Wygląda na to, że wystąpił jakiś szum komunikacyjny na linii pracownik obsługi klienta – pan Łukasz. Chociaż, czytając rozmowę czytelnika z bankiem na czacie (której wycinek wkleiłem powyżej), mam wrażenie, że bardziej szumiało jednak po stronie banku. Całe szczęście, że wszystko się dobrze skończyło.
„Gdy klient powiadomi nas, że zamierza zamknąć konto, to okres wypowiedzenia trwa 30 dni. Może jednak potrwać dodatkowe 14 dni ze względu na konieczne rozliczenia na koncie w celu przetworzenia wszelkich zaległych transakcji. Klienci mogą korzystać ze swojego konta, ponieważ upewniamy się, że produkty są zamykane przed końcem okresu. Innymi słowy: członkowie planu Light, posiadający 5000 zł na koncie oszczędnościowym, nie będą musieli uiszczać opłaty w wysokości 19,99 zł podczas zamykania konta”
– pisze do mnie pan Clint z Aion Banku. Czyli, aby zamknąć konto w Aion Banku, musimy złożyć wypowiedzenie i podać numer IBAN, na który bank powinien przetransferować nam wszelkie środki, które się tam znajdą po zamknięciu konta. Jeżeli chcemy uniknąć opłaty w wysokości 19,99 zł, to wystarczy pozostawić na koncie oszczędnościowym minimum 5000 zł. Czyli dokładnie tak, jak chciał zrobić pan Łukasz.
Obiecano mi także, że bank skontaktuje się z naszym czytelnikiem, przeprosi go za zamieszanie i wyjaśni całą sytuację. Oby tak było, bo w innym przypadku pan Łukasz zapewne mi się poskarży.

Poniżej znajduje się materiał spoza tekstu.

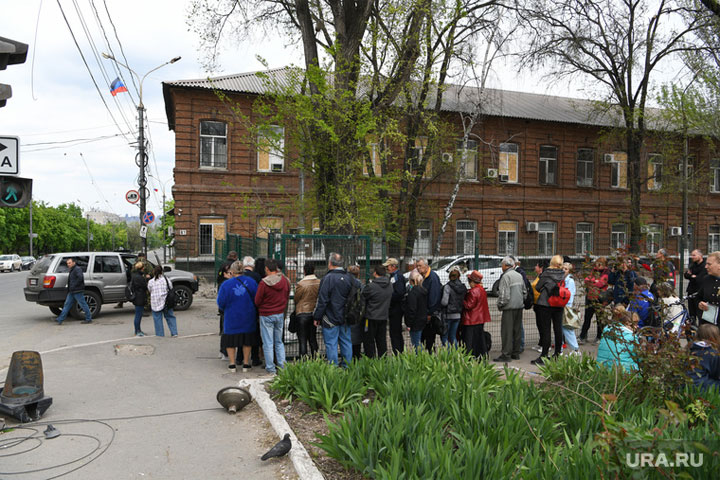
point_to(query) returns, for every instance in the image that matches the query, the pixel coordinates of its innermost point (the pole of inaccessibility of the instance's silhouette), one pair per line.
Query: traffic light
(15, 192)
(11, 53)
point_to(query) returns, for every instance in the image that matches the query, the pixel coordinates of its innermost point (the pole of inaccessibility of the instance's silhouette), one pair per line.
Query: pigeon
(280, 449)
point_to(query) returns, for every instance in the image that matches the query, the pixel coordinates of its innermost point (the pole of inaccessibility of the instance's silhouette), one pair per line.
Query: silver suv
(106, 275)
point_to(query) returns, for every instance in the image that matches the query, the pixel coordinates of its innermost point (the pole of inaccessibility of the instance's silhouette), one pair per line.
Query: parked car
(28, 262)
(106, 275)
(10, 263)
(488, 265)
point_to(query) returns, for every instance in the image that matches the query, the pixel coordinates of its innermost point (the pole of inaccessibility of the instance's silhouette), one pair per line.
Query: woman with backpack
(159, 287)
(453, 295)
(138, 286)
(548, 309)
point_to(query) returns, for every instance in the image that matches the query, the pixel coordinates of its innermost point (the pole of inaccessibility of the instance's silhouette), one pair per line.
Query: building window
(585, 167)
(271, 148)
(546, 238)
(211, 229)
(713, 238)
(548, 165)
(507, 238)
(465, 237)
(653, 237)
(467, 154)
(423, 239)
(715, 176)
(213, 144)
(509, 161)
(583, 238)
(618, 170)
(655, 172)
(618, 236)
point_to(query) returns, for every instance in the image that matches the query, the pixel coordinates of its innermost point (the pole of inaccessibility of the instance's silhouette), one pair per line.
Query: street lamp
(142, 163)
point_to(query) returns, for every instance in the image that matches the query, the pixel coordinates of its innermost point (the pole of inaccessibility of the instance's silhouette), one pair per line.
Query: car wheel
(184, 297)
(94, 303)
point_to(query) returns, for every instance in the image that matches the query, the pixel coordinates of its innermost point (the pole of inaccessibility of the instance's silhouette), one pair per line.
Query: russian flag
(117, 87)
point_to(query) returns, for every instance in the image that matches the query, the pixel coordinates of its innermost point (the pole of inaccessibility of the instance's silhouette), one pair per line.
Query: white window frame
(546, 236)
(583, 238)
(271, 141)
(546, 164)
(216, 141)
(465, 232)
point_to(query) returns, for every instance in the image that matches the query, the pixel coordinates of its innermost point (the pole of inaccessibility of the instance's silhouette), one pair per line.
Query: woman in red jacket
(475, 315)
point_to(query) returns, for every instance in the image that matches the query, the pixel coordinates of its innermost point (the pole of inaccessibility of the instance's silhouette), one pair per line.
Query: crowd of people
(355, 319)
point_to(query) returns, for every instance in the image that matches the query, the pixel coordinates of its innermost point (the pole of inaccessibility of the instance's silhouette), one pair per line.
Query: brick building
(545, 178)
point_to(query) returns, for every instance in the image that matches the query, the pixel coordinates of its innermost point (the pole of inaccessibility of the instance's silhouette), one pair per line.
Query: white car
(488, 265)
(10, 263)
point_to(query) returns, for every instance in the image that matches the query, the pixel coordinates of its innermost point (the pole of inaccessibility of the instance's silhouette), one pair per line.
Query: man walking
(396, 305)
(511, 299)
(695, 274)
(330, 310)
(271, 300)
(76, 292)
(377, 295)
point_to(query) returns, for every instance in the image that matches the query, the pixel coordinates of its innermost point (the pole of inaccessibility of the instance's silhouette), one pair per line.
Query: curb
(304, 466)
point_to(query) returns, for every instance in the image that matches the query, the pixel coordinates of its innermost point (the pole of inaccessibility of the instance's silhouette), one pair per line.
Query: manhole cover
(133, 350)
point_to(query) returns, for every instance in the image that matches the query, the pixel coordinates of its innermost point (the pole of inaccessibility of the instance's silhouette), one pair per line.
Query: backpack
(559, 296)
(354, 305)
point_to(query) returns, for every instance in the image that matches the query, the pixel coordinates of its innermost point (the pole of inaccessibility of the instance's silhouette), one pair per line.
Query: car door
(110, 276)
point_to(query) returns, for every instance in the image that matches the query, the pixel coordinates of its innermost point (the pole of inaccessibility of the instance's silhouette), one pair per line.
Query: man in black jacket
(76, 292)
(695, 274)
(377, 295)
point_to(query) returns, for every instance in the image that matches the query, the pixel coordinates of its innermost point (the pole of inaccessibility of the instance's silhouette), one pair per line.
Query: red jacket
(475, 307)
(272, 295)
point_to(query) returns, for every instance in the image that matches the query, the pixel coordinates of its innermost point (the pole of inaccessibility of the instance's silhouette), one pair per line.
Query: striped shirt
(158, 288)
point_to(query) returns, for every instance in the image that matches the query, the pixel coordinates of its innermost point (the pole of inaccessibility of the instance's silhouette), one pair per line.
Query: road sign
(148, 218)
(133, 196)
(9, 155)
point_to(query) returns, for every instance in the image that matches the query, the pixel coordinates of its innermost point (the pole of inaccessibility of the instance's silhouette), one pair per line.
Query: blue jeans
(332, 336)
(271, 327)
(70, 300)
(138, 318)
(415, 338)
(169, 317)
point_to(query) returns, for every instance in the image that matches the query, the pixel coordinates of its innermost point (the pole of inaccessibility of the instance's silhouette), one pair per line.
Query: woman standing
(159, 286)
(476, 314)
(138, 285)
(236, 299)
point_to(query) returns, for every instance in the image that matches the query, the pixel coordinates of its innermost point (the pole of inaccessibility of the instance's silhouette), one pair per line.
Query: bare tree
(619, 46)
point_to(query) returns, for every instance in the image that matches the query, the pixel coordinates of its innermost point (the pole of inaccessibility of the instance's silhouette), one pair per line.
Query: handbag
(171, 297)
(571, 319)
(293, 324)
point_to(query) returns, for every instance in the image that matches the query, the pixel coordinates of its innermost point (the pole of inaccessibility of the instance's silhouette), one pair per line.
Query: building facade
(542, 177)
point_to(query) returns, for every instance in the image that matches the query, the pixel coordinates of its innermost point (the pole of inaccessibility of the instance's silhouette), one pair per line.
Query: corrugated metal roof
(494, 102)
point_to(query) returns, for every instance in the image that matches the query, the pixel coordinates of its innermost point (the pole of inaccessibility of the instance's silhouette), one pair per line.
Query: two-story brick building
(545, 178)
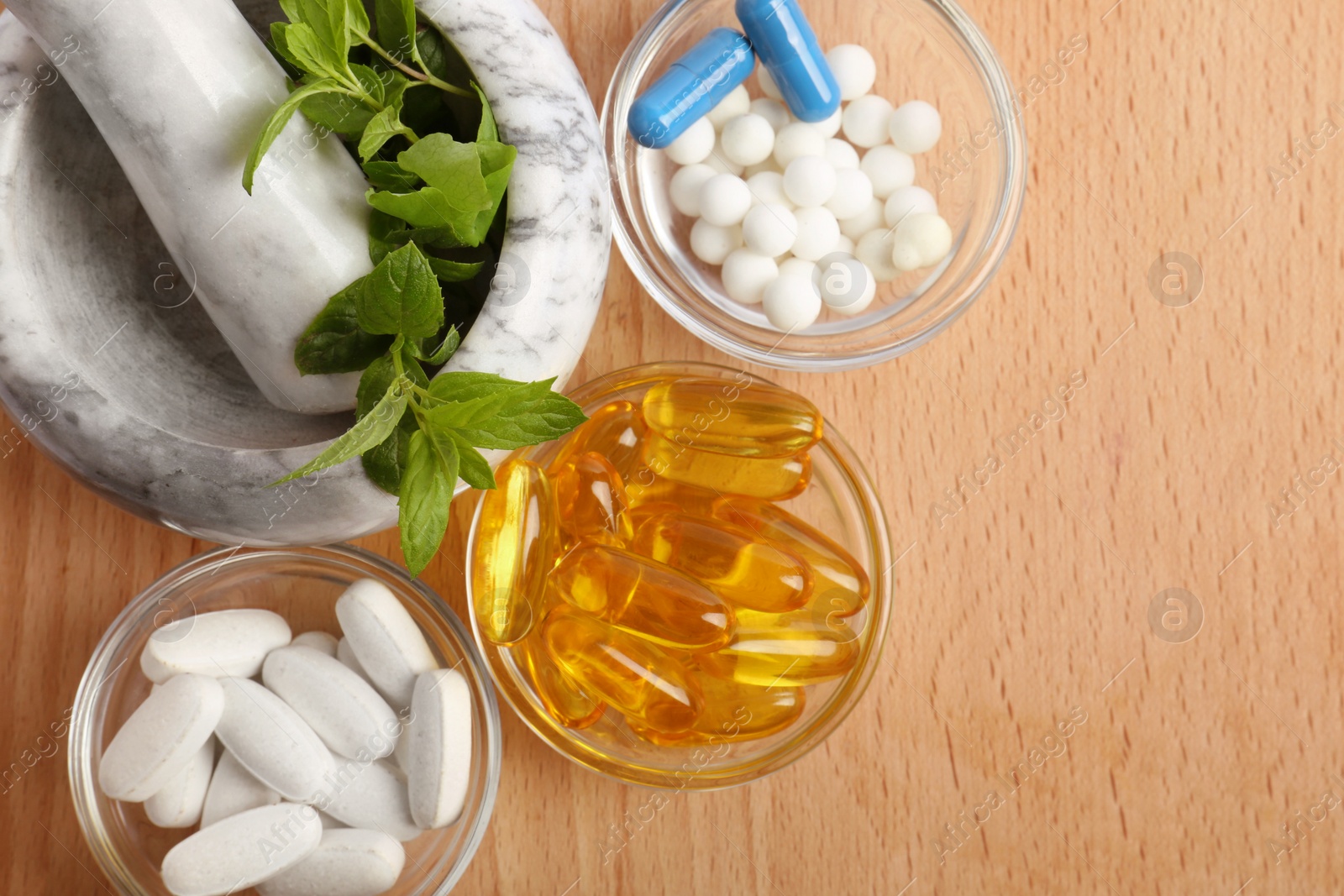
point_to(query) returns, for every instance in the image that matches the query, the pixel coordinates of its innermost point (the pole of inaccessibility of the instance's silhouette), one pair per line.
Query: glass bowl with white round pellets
(819, 244)
(286, 721)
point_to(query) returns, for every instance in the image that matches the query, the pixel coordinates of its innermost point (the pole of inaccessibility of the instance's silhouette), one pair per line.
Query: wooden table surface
(1026, 605)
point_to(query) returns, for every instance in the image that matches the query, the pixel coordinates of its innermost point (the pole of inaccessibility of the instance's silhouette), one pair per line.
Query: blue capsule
(690, 87)
(788, 49)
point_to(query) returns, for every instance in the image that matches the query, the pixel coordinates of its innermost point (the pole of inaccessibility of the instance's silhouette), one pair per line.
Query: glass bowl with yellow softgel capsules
(689, 591)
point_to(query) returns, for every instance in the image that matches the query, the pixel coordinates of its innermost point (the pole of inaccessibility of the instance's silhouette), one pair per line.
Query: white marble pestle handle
(179, 89)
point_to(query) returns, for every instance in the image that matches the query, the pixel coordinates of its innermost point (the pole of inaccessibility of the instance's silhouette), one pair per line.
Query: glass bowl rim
(80, 761)
(851, 687)
(992, 248)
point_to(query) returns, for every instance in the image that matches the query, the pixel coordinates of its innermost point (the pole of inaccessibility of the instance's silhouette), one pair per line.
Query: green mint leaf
(501, 414)
(401, 296)
(427, 493)
(386, 123)
(340, 112)
(333, 343)
(454, 271)
(367, 432)
(441, 354)
(396, 27)
(467, 183)
(389, 175)
(472, 465)
(488, 130)
(277, 123)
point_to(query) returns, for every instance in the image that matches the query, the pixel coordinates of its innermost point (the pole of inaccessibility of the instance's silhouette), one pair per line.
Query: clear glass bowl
(300, 584)
(840, 501)
(927, 50)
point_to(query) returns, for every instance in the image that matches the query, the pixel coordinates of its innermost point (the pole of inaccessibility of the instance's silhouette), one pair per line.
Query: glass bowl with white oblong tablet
(927, 50)
(302, 584)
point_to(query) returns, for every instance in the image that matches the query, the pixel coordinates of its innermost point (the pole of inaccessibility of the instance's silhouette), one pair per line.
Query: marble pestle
(179, 89)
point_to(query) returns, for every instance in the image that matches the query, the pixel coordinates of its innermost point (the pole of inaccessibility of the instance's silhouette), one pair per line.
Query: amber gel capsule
(732, 712)
(635, 676)
(726, 418)
(564, 699)
(649, 600)
(772, 479)
(591, 500)
(738, 564)
(784, 651)
(616, 430)
(515, 548)
(842, 586)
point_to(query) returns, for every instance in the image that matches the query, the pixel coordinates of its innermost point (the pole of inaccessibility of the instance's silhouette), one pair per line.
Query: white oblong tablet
(233, 790)
(440, 755)
(221, 644)
(343, 708)
(347, 862)
(179, 802)
(242, 851)
(160, 738)
(385, 638)
(370, 795)
(319, 641)
(272, 741)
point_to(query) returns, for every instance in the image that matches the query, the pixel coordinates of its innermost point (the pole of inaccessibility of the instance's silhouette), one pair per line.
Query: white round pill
(867, 121)
(842, 154)
(916, 127)
(931, 234)
(817, 233)
(768, 85)
(694, 144)
(846, 284)
(725, 201)
(772, 110)
(857, 226)
(738, 102)
(905, 255)
(797, 140)
(907, 201)
(889, 170)
(685, 188)
(719, 160)
(792, 302)
(828, 127)
(712, 244)
(746, 275)
(768, 228)
(853, 67)
(768, 188)
(810, 181)
(853, 195)
(874, 250)
(748, 139)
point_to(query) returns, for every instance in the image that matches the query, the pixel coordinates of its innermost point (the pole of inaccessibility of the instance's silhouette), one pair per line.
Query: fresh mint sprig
(383, 86)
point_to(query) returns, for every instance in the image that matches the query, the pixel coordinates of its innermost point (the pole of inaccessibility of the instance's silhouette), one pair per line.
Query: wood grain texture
(1030, 600)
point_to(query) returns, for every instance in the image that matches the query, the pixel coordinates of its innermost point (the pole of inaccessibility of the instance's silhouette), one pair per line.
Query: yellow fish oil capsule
(564, 699)
(726, 418)
(591, 500)
(842, 586)
(772, 479)
(732, 712)
(784, 651)
(649, 600)
(738, 564)
(616, 430)
(515, 547)
(632, 674)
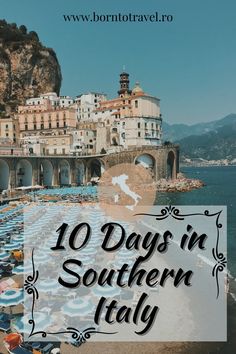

Miejmy nadzieję, że pracownicy obsługi klienta zostaną też odpowiednio przeszkoleni, aby podobna sytuacja nie spotkała innych klientów banku. Jeżeli wystąpią jakieś problemy, to oczywiście – piszcie do mnie.
Na szczęście wszystko było skutkiem nieporozumienia. Pytanie brzmi, czy konsultanci udzielający niepełnych informacji zostaną przeszkoleni oraz ilu klientów nie zdecydowało się na drążenie tematu, pozostawiając w banku dodatkową opłatę „na pożegnanie”.